WorkStrip Conclusions -- WorkStrip X is lovely to look at, and is a marvel of programming ingenuity. It comes with good documentation. I haven't mentioned everything WorkStrip X can do, but what I've said describes the bulk of its abilities as a launcher and especially as a manager of documents in association with applications. That management can be very good indeed, but it will require some practice and some revision of one's normal habits - such as remembering to open things through WorkStrip and not through the Finder. You may also have to modify your thinking a bit in order to appreciate WorkStrip's strengths.
For example, you may find disappointing the restriction that WorkStrip doesn't associate a document with an application that happens at that moment to be in a different workspace. I was disappointed by this too, at first. Then I started to understand. WorkStrip's basic unit of thought, as it were, is not the application but the workspace. What WorkStrip is trying to help you do is to manage the applications and documents you need for some particular task. To see what I mean, think what should happen if an application, such as BBEdit, appears in two different workspaces, such as Writing and Programming. What should happen if a document is dragged onto BBEdit's icon in the Writing workspace, and later a different document is dragged onto BBEdit's icon in the Programming workspace? Surely the presumption is that these are two very different working contexts for you, and therefore BBEdit should be treated here as essentially two different programs. The documents associated with BBEdit the Writing program should thus not be allowed to mingle with the documents associated with BBEdit the Programming program. That is how WorkStrip behaves, and it makes sense. If that's not how you wanted WorkStrip to treat BBEdit, you should have made it part of the system-level workspace.
I must admit that WorkStrip X is not my favorite interface for a launcher; I find it too mouse-oriented and clumsy, and somewhat restricted. My launcher of choice remains James Thomson's DragThing. DragThing's paradigm is superbly simple: any number of docks, each populated through drag-and-drop with any number of items, where each item can be an application, file, folder, or script, and supported by a full array of keyboard shortcuts and contextual menus. Frankly, if DragThing could remember documents opened in each application, I would probably have no desire to use WorkStrip at all.

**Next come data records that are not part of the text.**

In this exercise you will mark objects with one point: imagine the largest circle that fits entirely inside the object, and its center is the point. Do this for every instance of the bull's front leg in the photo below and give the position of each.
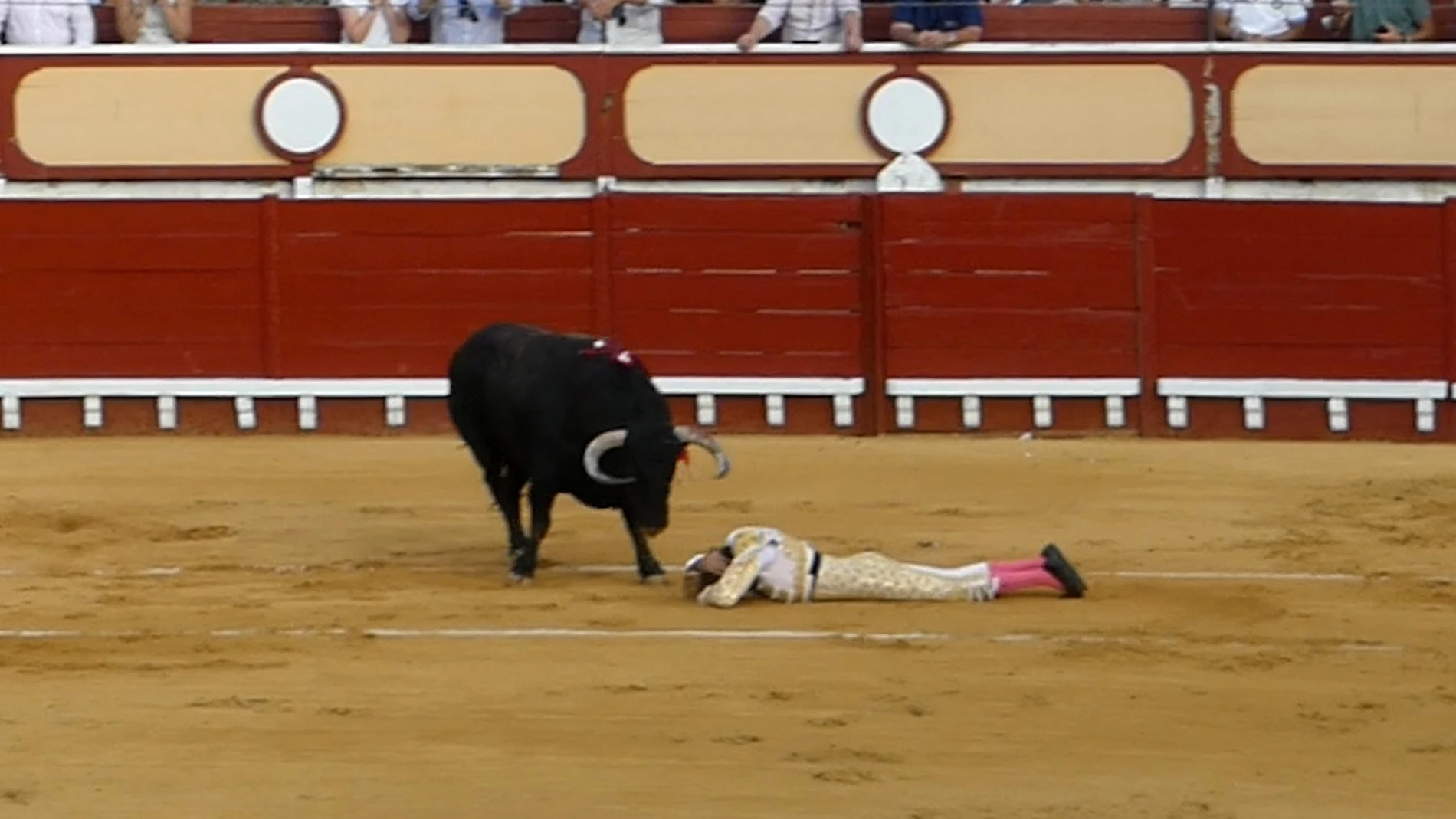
(648, 569)
(523, 566)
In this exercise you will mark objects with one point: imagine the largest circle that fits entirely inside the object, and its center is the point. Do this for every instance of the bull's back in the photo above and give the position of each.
(506, 382)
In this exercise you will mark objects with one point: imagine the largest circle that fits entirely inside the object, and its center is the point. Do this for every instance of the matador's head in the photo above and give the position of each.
(705, 569)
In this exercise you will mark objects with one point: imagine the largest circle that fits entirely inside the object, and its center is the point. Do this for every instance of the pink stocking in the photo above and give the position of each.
(1021, 579)
(1018, 565)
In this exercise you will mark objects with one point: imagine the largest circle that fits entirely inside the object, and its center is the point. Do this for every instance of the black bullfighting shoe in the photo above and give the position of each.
(1061, 568)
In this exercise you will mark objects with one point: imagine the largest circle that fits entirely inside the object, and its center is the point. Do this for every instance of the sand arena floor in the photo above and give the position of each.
(1156, 697)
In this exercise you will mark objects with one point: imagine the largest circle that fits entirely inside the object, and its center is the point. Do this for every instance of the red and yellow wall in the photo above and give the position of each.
(858, 313)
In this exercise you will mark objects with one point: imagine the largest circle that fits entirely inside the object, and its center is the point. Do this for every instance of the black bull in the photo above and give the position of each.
(568, 414)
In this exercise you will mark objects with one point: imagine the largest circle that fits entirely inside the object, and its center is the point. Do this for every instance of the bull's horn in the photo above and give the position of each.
(592, 459)
(692, 435)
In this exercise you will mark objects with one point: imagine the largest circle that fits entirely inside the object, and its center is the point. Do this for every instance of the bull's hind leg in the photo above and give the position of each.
(506, 488)
(523, 560)
(648, 569)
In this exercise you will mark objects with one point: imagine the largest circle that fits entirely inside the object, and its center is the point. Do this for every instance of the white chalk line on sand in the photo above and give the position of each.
(768, 634)
(305, 569)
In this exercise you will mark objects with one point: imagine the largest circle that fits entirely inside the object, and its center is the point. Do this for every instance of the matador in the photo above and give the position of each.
(769, 563)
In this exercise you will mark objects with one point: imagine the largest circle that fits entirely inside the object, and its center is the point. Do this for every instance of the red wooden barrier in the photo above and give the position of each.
(1056, 313)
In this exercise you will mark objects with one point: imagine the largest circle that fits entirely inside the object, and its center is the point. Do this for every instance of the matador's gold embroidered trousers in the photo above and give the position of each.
(873, 576)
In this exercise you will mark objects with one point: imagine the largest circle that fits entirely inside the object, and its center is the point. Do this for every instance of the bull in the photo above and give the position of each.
(568, 415)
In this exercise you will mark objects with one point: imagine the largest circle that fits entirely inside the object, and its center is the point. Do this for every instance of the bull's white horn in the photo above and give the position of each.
(692, 435)
(592, 459)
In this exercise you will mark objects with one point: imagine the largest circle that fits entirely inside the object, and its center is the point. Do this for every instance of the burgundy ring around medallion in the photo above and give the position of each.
(299, 115)
(904, 113)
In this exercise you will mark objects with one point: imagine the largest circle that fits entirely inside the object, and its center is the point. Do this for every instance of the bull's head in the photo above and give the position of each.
(651, 460)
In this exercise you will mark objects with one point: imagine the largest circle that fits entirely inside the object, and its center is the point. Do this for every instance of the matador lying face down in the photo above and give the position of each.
(769, 563)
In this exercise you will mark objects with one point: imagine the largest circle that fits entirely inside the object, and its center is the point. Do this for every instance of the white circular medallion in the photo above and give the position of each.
(906, 115)
(302, 115)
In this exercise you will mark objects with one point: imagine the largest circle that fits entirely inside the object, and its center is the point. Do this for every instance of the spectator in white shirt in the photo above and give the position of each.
(465, 22)
(1260, 21)
(373, 22)
(47, 22)
(153, 22)
(807, 21)
(621, 22)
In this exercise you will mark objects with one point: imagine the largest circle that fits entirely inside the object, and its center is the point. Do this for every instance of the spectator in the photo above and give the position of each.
(464, 22)
(47, 22)
(621, 22)
(1383, 21)
(1260, 21)
(373, 22)
(153, 22)
(807, 21)
(936, 24)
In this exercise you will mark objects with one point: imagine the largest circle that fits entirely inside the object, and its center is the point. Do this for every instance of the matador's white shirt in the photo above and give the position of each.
(768, 560)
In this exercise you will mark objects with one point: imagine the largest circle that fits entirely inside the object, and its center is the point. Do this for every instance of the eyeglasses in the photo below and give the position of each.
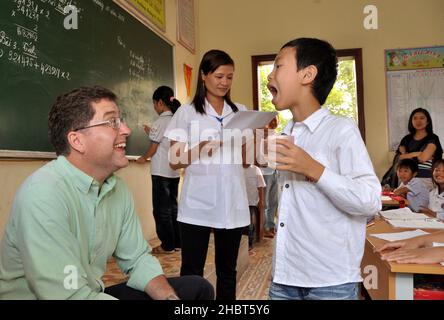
(112, 122)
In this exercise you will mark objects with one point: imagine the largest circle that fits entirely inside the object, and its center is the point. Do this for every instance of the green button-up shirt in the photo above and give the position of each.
(63, 228)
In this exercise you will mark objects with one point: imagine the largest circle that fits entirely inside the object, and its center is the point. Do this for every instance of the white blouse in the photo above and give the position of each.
(213, 192)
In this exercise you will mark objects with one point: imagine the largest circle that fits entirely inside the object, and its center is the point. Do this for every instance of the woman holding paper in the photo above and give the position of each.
(213, 196)
(424, 249)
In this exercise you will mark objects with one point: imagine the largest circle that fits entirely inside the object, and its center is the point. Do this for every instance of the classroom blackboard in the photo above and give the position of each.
(40, 59)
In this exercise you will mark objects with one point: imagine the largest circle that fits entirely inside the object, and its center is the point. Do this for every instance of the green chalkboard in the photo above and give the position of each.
(40, 59)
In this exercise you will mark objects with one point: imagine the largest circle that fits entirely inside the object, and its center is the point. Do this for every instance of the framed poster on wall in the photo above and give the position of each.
(415, 79)
(153, 10)
(186, 25)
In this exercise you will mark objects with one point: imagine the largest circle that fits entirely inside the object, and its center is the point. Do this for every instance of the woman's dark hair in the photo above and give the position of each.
(322, 55)
(435, 164)
(73, 110)
(429, 127)
(166, 95)
(211, 60)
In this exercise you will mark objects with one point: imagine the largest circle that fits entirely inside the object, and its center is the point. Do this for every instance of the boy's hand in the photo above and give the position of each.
(147, 129)
(292, 158)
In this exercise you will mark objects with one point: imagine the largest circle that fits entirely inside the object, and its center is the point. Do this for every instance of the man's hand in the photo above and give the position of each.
(141, 160)
(422, 255)
(147, 129)
(159, 289)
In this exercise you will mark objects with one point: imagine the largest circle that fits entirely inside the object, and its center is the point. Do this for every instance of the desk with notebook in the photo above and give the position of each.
(392, 201)
(394, 280)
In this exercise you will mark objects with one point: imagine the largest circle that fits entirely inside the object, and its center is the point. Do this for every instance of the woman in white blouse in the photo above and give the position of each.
(213, 196)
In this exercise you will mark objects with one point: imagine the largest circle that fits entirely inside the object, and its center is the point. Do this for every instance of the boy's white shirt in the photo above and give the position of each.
(418, 195)
(253, 180)
(436, 203)
(159, 161)
(322, 226)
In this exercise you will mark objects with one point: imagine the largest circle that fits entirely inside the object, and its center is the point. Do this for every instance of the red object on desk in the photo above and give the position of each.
(427, 294)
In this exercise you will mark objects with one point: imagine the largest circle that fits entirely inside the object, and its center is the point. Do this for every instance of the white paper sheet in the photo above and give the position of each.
(397, 236)
(417, 224)
(439, 244)
(402, 214)
(250, 120)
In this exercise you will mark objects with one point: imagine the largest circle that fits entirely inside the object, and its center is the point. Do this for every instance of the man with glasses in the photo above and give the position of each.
(73, 214)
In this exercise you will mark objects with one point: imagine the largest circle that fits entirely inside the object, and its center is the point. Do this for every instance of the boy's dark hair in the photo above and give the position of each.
(211, 60)
(429, 127)
(408, 163)
(73, 110)
(166, 94)
(322, 55)
(435, 164)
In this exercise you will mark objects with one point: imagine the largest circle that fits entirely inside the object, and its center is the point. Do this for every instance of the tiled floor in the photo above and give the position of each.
(252, 285)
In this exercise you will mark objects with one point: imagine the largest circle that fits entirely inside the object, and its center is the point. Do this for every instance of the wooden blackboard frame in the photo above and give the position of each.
(22, 154)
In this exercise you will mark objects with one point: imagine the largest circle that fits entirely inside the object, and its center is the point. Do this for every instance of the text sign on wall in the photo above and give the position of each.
(154, 10)
(416, 58)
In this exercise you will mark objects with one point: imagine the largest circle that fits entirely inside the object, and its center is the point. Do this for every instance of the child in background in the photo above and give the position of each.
(411, 188)
(436, 196)
(255, 185)
(165, 181)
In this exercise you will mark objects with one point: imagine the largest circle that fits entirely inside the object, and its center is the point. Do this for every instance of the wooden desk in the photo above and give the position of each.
(394, 280)
(393, 203)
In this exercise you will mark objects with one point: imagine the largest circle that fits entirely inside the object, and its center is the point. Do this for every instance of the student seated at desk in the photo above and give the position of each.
(415, 250)
(411, 188)
(436, 196)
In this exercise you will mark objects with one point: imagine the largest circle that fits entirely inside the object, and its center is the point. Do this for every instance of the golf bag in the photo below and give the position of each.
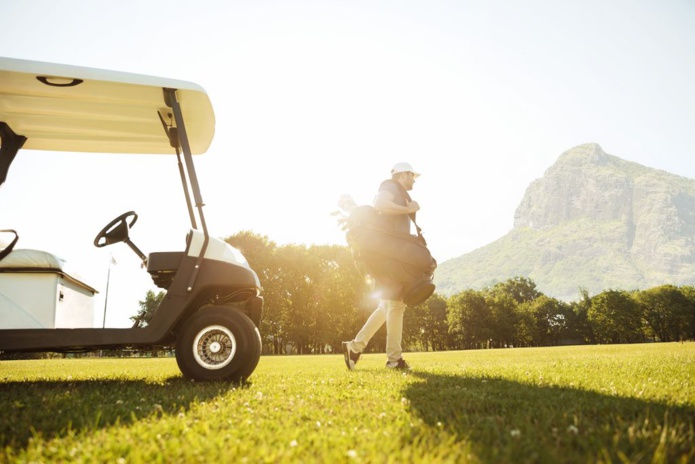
(401, 264)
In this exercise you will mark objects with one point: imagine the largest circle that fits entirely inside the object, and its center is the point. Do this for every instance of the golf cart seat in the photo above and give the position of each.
(163, 265)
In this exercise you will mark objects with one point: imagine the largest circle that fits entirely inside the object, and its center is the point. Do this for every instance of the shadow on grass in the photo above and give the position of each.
(507, 421)
(52, 409)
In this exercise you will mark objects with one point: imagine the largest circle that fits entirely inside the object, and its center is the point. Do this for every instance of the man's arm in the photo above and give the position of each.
(383, 203)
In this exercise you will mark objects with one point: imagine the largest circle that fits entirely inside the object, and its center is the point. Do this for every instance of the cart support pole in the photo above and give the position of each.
(171, 99)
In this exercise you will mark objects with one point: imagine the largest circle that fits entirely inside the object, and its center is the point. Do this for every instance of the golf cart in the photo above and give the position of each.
(212, 308)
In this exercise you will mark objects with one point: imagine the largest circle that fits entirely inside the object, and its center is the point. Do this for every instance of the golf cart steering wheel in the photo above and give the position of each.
(116, 231)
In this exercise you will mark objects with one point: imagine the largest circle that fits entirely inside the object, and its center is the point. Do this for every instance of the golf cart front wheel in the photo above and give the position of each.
(218, 343)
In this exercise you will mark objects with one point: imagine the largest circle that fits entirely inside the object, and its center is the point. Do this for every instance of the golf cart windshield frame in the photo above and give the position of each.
(67, 108)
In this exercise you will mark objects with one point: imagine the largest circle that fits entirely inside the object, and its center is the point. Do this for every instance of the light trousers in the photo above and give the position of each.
(391, 312)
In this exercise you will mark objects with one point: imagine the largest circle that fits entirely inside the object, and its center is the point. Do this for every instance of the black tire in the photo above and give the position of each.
(218, 343)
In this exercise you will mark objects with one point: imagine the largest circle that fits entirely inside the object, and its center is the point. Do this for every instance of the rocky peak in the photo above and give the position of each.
(592, 221)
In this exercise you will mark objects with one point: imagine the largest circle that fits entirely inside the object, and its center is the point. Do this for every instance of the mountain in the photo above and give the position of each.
(594, 222)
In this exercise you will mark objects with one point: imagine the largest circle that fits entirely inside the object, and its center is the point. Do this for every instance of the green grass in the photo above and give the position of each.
(625, 403)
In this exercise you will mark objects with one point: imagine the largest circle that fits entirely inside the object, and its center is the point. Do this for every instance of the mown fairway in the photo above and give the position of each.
(626, 403)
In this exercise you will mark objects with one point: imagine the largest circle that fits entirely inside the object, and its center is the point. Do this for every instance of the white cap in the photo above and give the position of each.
(404, 167)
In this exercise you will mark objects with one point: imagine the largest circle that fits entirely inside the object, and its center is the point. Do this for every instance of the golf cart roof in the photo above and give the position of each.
(76, 109)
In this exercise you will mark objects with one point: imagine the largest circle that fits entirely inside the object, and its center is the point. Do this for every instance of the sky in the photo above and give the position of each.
(315, 99)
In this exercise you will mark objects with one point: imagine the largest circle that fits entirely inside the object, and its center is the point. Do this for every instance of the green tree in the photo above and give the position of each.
(426, 324)
(470, 319)
(666, 312)
(147, 308)
(689, 294)
(550, 319)
(261, 255)
(615, 317)
(520, 289)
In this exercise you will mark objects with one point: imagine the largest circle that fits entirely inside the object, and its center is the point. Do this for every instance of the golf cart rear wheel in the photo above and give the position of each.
(218, 343)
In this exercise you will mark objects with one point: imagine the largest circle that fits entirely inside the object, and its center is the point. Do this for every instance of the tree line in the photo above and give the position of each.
(315, 298)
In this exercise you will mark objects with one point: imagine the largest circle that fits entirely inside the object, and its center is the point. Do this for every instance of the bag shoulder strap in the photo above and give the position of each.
(412, 216)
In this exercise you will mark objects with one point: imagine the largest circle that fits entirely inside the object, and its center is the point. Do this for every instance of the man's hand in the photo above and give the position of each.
(413, 206)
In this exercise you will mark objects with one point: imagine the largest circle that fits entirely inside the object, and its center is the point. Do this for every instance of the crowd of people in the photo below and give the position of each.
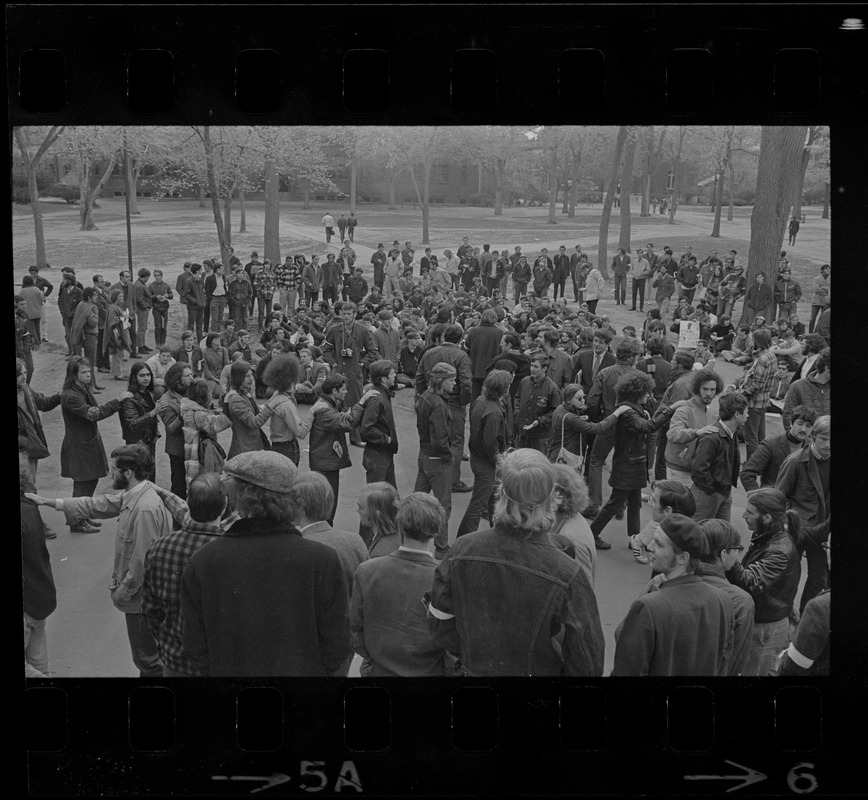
(536, 392)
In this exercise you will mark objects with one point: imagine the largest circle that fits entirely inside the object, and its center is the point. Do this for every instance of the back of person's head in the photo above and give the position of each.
(676, 496)
(206, 496)
(419, 517)
(719, 535)
(312, 495)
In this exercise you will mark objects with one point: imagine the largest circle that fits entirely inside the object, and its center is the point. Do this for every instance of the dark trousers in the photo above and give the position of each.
(484, 484)
(639, 288)
(616, 501)
(289, 449)
(161, 324)
(195, 320)
(143, 647)
(620, 288)
(333, 476)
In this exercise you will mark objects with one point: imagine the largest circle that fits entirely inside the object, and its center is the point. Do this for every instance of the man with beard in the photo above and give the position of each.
(142, 519)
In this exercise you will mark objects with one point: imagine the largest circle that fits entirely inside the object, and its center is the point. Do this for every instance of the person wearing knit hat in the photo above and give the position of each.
(681, 625)
(499, 574)
(246, 602)
(433, 421)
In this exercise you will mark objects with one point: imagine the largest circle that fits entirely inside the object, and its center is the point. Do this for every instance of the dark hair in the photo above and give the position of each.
(135, 369)
(334, 381)
(237, 373)
(282, 372)
(730, 405)
(706, 376)
(632, 387)
(206, 497)
(136, 457)
(675, 495)
(804, 413)
(199, 392)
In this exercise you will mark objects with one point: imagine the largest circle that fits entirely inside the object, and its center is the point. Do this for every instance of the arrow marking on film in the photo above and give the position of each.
(750, 776)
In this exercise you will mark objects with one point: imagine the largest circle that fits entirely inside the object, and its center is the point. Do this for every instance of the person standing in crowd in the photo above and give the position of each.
(164, 565)
(601, 403)
(716, 461)
(195, 296)
(39, 593)
(142, 519)
(769, 573)
(764, 466)
(82, 455)
(160, 294)
(689, 423)
(630, 460)
(538, 399)
(329, 452)
(639, 274)
(447, 351)
(388, 625)
(138, 412)
(178, 378)
(143, 306)
(804, 482)
(349, 349)
(683, 627)
(488, 439)
(723, 546)
(756, 387)
(483, 346)
(230, 588)
(477, 607)
(434, 423)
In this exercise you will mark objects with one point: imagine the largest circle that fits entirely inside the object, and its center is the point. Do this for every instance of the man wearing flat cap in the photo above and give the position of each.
(682, 627)
(262, 600)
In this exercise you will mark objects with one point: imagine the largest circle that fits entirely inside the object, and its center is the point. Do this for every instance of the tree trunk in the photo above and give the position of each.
(602, 257)
(354, 176)
(242, 228)
(271, 234)
(393, 179)
(553, 187)
(626, 183)
(731, 190)
(215, 200)
(718, 203)
(676, 178)
(132, 182)
(499, 169)
(777, 178)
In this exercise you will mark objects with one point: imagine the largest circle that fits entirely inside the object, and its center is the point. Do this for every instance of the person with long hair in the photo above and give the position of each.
(82, 454)
(287, 427)
(199, 420)
(478, 606)
(378, 507)
(769, 573)
(139, 411)
(247, 417)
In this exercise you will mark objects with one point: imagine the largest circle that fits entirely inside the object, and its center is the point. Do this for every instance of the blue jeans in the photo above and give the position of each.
(711, 506)
(766, 644)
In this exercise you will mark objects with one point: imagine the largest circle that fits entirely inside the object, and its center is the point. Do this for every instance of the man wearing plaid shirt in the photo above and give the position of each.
(288, 278)
(164, 564)
(756, 387)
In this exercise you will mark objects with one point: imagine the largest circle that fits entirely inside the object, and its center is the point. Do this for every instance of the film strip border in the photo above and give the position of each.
(427, 64)
(517, 737)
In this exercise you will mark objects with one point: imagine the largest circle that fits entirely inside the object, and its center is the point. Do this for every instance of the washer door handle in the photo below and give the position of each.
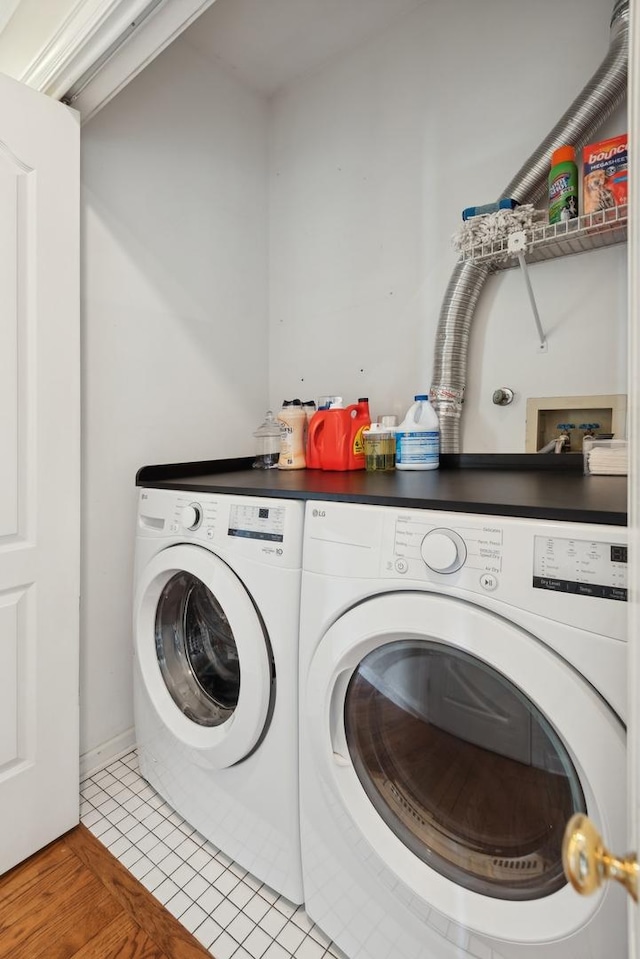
(337, 733)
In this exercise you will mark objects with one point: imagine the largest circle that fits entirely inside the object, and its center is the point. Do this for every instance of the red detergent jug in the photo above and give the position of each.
(334, 441)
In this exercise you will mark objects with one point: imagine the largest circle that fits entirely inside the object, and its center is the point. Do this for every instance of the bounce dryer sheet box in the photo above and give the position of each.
(604, 175)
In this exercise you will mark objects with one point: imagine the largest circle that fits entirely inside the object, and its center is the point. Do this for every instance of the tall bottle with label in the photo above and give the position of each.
(418, 437)
(563, 185)
(293, 421)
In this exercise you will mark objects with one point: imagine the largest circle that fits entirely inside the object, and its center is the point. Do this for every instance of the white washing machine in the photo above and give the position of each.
(462, 695)
(216, 616)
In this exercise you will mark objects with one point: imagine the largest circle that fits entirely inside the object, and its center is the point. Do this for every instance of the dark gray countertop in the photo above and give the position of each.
(493, 485)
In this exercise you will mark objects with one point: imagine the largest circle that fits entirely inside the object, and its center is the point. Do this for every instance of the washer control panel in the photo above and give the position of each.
(263, 528)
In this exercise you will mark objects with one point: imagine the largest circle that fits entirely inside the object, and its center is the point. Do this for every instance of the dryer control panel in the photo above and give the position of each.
(581, 566)
(572, 573)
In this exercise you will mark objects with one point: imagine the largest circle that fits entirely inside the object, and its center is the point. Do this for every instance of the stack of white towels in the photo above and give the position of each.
(608, 460)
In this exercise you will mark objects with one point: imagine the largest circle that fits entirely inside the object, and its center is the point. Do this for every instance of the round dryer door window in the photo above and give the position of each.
(204, 653)
(463, 767)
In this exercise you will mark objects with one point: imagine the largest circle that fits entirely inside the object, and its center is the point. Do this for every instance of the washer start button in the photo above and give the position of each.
(489, 582)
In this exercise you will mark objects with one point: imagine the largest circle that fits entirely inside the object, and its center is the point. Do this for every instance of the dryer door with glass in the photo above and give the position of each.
(460, 745)
(203, 653)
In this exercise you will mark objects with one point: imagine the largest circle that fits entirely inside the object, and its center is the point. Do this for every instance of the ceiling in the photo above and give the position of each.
(269, 43)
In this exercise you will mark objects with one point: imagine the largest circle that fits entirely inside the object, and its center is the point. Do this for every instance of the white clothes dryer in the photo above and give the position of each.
(216, 617)
(462, 695)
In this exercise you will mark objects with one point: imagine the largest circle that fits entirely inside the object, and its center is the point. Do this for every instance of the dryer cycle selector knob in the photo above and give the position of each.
(443, 550)
(191, 516)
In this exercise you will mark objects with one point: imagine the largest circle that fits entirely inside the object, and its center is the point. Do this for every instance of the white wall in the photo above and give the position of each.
(373, 159)
(174, 323)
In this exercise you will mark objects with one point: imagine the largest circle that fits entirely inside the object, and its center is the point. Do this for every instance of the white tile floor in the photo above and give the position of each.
(231, 913)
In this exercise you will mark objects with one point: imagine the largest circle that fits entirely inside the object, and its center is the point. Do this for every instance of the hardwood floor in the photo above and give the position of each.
(74, 900)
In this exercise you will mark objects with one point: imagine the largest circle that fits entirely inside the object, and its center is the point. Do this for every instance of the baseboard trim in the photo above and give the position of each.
(96, 759)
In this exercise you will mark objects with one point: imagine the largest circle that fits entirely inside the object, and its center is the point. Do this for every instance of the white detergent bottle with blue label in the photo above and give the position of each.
(418, 437)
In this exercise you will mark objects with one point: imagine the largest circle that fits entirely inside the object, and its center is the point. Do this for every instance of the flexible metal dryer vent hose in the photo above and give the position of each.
(602, 94)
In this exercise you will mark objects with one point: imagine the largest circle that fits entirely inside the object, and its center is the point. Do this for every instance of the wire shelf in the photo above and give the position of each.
(546, 241)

But DragStrip doesn't have that ability, and WorkStrip does. The result is that although I don't use WorkStrip all the time, when I'm engaged on one or more particular projects, such as the Cocoa application I'm writing at the moment, WorkStrip is an absolute lifesaver, mustering and organizing the ever-shifting constellation of applications, documents, and folders involved. In short, even if this isn't a program that uses the mouse and keyboard the way I do, it's a program that thinks the way I do. At the same time, too, tastes vary; you might actually find WorkStrip's Dock-like, mouse-oriented interface just your cup of tea. In any case, it costs you nothing to find out; a 30-day trial version is yours for the downloading (4.8 MB).
WorkStrip X costs about $40, varying with the current exchange rates for the UK pound. It requires Mac OS X; there is also a Mac OS 9 version which I haven't tried, but which presumably offers similar capabilities, albeit with a somewhat different interface.